Allora Bersani cambia totalmente strategia e lancia Romano Prodi, che viene visto come fumo negli occhi dal Pdl. “Il diavolo veste Prodi”, è scritto sulla maglietta con cui la deputata Alessandra Mussolini si presenta in aula, nella parodia di un film famoso.

[Nel frattempo il M5S ha presentato come candidato Stefano Rodotà, anziano giurista, già parlamentare di sinistra, ex garante della privacy. Una parte dei “grandi elettori” Pd ha votato per lui in alternativa a Marini. Lo stesso hanno fatto gli alleati di Sel].

Il 19 aprile anche Prodi, sostenuto in particolare dal gruppo diparlamentari vicini a Renzi, viene affondato. Gli mancano 101 voti del Pd, si calcola.. La situazione nel partito precipita. In molto chiedono le dimissioni di Bersani. Prodi si ritira. Il pdl accusa Bersani di non stare ai patti.

A questo punto scatta la scelta Napolitano. Il presidente, che per mesi ha detto e ripetuto di non voler essere rieletto (e non è mai accaduto nella storia della Repubblica che un presidente venisse rieletto al secondo mandato) accetta, e il 20 aprile, un sabato, viene rieletto con 738 voti contro i 504 richiesti per raggiungere la maggioranza assoluta dei 1.007 Grandi elettori.

Bersani si dimette. E con lui tutta la segreteria. Ma non Enrico Letta, che è stato eletto numero due del partito dall’Assemblea nazionale, nel 2009, mentre Bersani ha vinto le primarie, lo stesso anno. Letta è dunque il reggente del Pd.

Il 22 aprile Napolitano dice al Parlamento che vuole un governo di larghe intese. Il giorno dopo, al termine di rapide consultazioni al Quirinale, a cui ha partecipato lo stesso Letta,, il Pd si affida mani e piedi al presidente. Il partito discute anche della possibilità che l’incarico di premier venga affiato a Renzi. Ma alla fine è lo stesso sindaco di Firenze a dire che non sarà lui a correre per l’incarico.

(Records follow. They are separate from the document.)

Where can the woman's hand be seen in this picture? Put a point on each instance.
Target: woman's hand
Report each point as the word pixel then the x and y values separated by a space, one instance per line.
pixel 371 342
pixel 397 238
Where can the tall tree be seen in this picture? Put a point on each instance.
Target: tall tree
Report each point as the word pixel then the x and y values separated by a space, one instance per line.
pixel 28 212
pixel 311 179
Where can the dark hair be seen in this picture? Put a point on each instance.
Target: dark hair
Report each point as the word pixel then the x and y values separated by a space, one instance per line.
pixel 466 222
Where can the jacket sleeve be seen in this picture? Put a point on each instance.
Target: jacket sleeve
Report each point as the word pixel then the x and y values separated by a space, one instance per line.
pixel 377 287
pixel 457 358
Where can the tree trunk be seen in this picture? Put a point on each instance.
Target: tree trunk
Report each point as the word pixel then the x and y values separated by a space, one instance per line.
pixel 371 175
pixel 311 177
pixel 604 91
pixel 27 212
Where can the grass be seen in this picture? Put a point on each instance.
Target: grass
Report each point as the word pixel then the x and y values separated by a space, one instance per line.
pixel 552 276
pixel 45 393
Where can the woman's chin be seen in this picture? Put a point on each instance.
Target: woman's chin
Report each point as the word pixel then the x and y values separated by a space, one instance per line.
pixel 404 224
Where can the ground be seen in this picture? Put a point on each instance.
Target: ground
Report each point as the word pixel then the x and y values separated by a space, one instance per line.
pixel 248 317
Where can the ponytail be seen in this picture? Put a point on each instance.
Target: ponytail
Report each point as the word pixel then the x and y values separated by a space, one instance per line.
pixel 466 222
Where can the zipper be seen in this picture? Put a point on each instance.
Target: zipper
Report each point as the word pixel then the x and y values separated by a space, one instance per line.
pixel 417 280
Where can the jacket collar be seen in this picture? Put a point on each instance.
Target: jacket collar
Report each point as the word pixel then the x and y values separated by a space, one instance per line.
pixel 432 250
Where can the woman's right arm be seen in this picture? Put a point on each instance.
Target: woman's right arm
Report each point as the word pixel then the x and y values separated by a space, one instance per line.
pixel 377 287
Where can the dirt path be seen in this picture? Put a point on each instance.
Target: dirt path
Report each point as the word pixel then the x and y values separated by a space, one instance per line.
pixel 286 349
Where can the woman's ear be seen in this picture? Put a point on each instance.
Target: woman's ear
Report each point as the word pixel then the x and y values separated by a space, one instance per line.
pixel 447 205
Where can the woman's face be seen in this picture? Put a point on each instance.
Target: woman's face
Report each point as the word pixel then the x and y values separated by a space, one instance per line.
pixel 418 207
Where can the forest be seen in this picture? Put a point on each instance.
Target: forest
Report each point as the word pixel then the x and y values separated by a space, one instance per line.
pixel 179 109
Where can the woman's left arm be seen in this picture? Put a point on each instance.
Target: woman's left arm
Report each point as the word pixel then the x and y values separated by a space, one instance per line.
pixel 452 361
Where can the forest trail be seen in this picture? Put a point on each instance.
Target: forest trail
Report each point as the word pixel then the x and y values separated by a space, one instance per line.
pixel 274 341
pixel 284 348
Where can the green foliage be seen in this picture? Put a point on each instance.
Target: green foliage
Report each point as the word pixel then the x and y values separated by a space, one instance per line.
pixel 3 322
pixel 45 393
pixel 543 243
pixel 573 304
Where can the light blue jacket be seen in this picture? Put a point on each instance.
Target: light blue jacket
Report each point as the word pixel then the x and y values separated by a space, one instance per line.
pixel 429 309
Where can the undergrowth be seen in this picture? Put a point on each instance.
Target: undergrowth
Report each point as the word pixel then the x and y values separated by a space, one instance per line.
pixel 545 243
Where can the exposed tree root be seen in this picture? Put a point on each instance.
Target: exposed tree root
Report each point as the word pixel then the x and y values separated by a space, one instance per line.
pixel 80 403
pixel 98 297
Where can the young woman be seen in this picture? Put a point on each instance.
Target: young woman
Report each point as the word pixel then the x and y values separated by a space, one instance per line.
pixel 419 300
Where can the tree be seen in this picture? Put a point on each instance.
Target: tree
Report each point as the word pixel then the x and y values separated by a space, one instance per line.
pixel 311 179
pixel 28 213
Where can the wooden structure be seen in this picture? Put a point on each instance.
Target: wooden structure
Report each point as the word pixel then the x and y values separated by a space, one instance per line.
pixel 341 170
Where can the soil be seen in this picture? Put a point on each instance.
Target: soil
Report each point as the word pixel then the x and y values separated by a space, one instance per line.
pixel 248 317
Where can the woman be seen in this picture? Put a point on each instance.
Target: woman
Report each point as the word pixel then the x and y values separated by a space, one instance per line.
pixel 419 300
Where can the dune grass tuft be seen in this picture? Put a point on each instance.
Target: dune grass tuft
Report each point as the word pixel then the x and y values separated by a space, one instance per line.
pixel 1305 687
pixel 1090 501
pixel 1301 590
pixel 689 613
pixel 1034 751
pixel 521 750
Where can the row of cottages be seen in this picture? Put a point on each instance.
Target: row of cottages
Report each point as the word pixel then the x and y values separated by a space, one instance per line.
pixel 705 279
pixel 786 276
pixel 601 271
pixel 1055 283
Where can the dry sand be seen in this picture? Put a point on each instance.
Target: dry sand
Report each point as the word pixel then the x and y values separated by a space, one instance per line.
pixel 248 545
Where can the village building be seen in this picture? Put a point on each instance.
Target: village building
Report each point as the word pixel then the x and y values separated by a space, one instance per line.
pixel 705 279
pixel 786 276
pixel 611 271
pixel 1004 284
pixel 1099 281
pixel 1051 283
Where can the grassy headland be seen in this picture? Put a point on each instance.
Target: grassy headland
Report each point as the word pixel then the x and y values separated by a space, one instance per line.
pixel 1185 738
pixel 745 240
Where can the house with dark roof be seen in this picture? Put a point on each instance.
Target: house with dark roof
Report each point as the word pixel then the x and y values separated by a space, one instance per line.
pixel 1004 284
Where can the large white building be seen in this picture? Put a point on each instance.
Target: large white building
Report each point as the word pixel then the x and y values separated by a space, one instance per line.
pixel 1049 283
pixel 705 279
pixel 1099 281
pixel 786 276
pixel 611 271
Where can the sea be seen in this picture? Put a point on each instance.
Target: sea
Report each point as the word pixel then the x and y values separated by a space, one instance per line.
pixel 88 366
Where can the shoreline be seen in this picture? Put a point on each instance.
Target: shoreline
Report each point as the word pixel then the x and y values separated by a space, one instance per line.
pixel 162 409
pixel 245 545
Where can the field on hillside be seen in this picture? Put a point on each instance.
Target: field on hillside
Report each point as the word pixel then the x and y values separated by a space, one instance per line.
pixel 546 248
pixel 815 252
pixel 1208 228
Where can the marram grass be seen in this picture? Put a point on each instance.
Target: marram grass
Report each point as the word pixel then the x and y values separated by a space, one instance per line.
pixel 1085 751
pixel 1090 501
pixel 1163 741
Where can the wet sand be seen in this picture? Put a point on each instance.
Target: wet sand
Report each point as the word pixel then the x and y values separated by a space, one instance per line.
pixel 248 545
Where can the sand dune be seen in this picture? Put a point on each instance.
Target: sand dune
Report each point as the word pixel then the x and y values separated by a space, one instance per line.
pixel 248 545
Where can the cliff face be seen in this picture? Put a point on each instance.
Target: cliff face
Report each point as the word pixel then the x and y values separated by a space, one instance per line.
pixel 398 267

Si fanno i nomi di Giuliano Amato, per anni vicinissimo a Bettino Craxi e presidente del Consiglio per due volte, la seconda con l’Ulivo. E di Letta, nipote di Gianni Letta, ministro a 32 anni – ora ne ha 47 –  già giovane Dc, poi dirigente della Margherita, economista di formazione.

Il 24 aprile Napolitano affida a Letta il compito di guidare il governo.

L’11 maggio il Pd terrà l’assemblea nazionale, per trovare un successore a Bersani e preparare il congresso.